Un vecino preocupado por los alaridos angustiosos y los gemidos, se detiene a tocar en la puerta principal colindante con la calle. Duda por un instante, pero se atreve con arrojo. Y la golpea fuerte con los nudillos.

— ¿Qué pasa ahí? - pregunta, una y otra vez, mientras golpea temeroso para no meterse en problemas. Erineida, un poco aturdida, lo escucha con claridad e intenta pertinaz responder, pero es callada al instante, sofocada con un trapo. El sudor avinagrado chorrea como lava de volcán entre sus tentadoras curvas interiores. Y tiembla con desesperación por la falta de aire en los pulmones. Pero se niega a ser un fatídico número más de las estadísticas de la violencia contra la mujer. Se esfuerza y lucha. Patalea y se atornilla como serpiente para zafarse sin resultados. Son muchos en contra de su sobrevivencia.

— ¡No seas idiota, cabrón! ¡Destápale la nariz! - le susurra la sombra femenina, al compañero que la sofoca. Le da un empujón. Aparenta ser la mayor y muy experimentada con los hombres al imponer su dominio y las reglas. Es una cascabel excitada, violenta e impetuosa.

— Mejor ve, y despacha al tarugo que toca en la puerta, - le ordena con buen apuntalado temple de voz.
— ¿A quién están golpeando? - pregunta el vecino cuando le entreabre la puerta el ojo atravesado que, con tan horrible facha, espanta hasta las suaves conversaciones.

— No es asunto suyo… Pero pase, para que vea… - y teniéndolo al alcance, agarra una ‘mano pilón’ oculta tras la puerta. Y se dispone a descargarle un fuerte golpe en la cabeza…
— No es necesario, si todo está bien. - No entra, y se va.

La sombra con los ojos estáticos por la brecha, además de estar acostumbrada al escandaloso transcurrir del barrio, percibe con sensibilidad las anomalías de los hechos. Y con sus ya trece años de edad, deja de resultarle divertida la violación de su vecina. A pesar de que todavía le molesta recordar el día que, en la fuente pública del agua, le robó un beso, y ella, muy enojada, le provocó una herida con un latazo en la cabeza. Tampoco siente ya la suficiente curiosidad, como cuando tirado boca arriba, escudriñaba los detalles del cielo raso debajo de la falda de cuantas féminas pasaban por la puerta de la casa.

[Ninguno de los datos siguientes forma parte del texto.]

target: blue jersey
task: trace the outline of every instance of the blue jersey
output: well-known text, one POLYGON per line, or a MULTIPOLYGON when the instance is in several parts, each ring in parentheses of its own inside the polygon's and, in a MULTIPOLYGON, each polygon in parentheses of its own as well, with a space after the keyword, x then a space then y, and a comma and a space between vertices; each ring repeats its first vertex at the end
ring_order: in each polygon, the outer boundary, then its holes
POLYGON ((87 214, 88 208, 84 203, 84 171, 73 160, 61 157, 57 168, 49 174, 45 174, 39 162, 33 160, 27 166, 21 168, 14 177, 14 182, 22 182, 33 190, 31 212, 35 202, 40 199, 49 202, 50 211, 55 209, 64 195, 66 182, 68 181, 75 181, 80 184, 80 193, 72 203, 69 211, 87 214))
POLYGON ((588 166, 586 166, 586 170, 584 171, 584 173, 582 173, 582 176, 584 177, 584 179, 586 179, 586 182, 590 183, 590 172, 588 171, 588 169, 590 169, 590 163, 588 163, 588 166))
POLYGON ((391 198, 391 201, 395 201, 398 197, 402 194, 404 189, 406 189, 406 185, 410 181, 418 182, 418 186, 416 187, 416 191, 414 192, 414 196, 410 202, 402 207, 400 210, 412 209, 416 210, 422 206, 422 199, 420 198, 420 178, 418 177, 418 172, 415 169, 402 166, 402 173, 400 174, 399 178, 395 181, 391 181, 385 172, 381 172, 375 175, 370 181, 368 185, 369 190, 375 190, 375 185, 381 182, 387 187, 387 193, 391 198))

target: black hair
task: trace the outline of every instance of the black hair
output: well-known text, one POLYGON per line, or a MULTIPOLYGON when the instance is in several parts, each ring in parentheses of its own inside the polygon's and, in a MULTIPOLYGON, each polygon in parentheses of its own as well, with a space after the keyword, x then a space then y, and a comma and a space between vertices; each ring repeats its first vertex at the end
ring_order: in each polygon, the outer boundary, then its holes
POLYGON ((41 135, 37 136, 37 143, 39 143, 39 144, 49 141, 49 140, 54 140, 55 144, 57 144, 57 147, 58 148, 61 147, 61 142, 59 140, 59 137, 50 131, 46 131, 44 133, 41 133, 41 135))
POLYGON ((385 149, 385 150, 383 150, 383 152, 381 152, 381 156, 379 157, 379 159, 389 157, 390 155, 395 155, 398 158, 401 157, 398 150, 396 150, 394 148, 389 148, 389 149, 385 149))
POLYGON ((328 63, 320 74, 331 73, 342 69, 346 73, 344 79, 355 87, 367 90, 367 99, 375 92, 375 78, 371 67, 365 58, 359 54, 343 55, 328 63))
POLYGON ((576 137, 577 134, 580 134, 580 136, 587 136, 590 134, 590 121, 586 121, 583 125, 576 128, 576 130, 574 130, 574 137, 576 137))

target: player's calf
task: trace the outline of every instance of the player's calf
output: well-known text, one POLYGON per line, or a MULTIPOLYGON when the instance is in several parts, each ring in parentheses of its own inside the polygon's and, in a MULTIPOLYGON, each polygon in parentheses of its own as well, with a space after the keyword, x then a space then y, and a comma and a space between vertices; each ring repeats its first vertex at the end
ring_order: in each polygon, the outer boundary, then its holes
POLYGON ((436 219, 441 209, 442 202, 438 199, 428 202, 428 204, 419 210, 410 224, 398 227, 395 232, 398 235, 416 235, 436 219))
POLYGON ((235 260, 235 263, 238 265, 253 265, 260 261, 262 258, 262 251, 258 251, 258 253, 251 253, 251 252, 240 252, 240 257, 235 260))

La noche sin luna, la calle sin alumbrado y la habitación en penumbra. La quinta sombra arrodillada saca su braga, se ajusticia con su propia mano en la primera instancia, y suelta una risotada burlona, tenebrosa, concupiscente. Erineida yace aletargada entre sus piernas, mientras dos sombras, pegadas en sus pezones, le achican el néctar. Agotada, empieza a ceder decidida a terminar con la tortura, y se deja controlar por completo. La quinta sombra se alegra complacida y le recorre el vientre camino abajo, hasta el recodo de la cañada seductora. Allí frota sobre mojado el ardoroso filo de sus ganas y la hunde hasta el fondo del pozo de los deseos. El adolescente tras la brecha se sobrecoge, lleno de culpa ajena. No puede creer lo que ve. Se deja caer a un lado, muerta para siempre su inocencia.

Erineida se estremece, destrozada por el intenso ardor, bañada en sudor y lágrimas. El ritmo con vaivenes penetrantes y placenteros arrastran sus pensamientos a la deriva por un momento. Reacciona, encontrando oportuna la ocasión para al menos desenmascarar a su agresor. Extiende una mano con rapidez y le descubre el rostro de un tirón. El rostro de su padre la deja petrificada, muerta en vida. Prefiere morderse los labios y hacerlos sangrar, para jamás decir nada.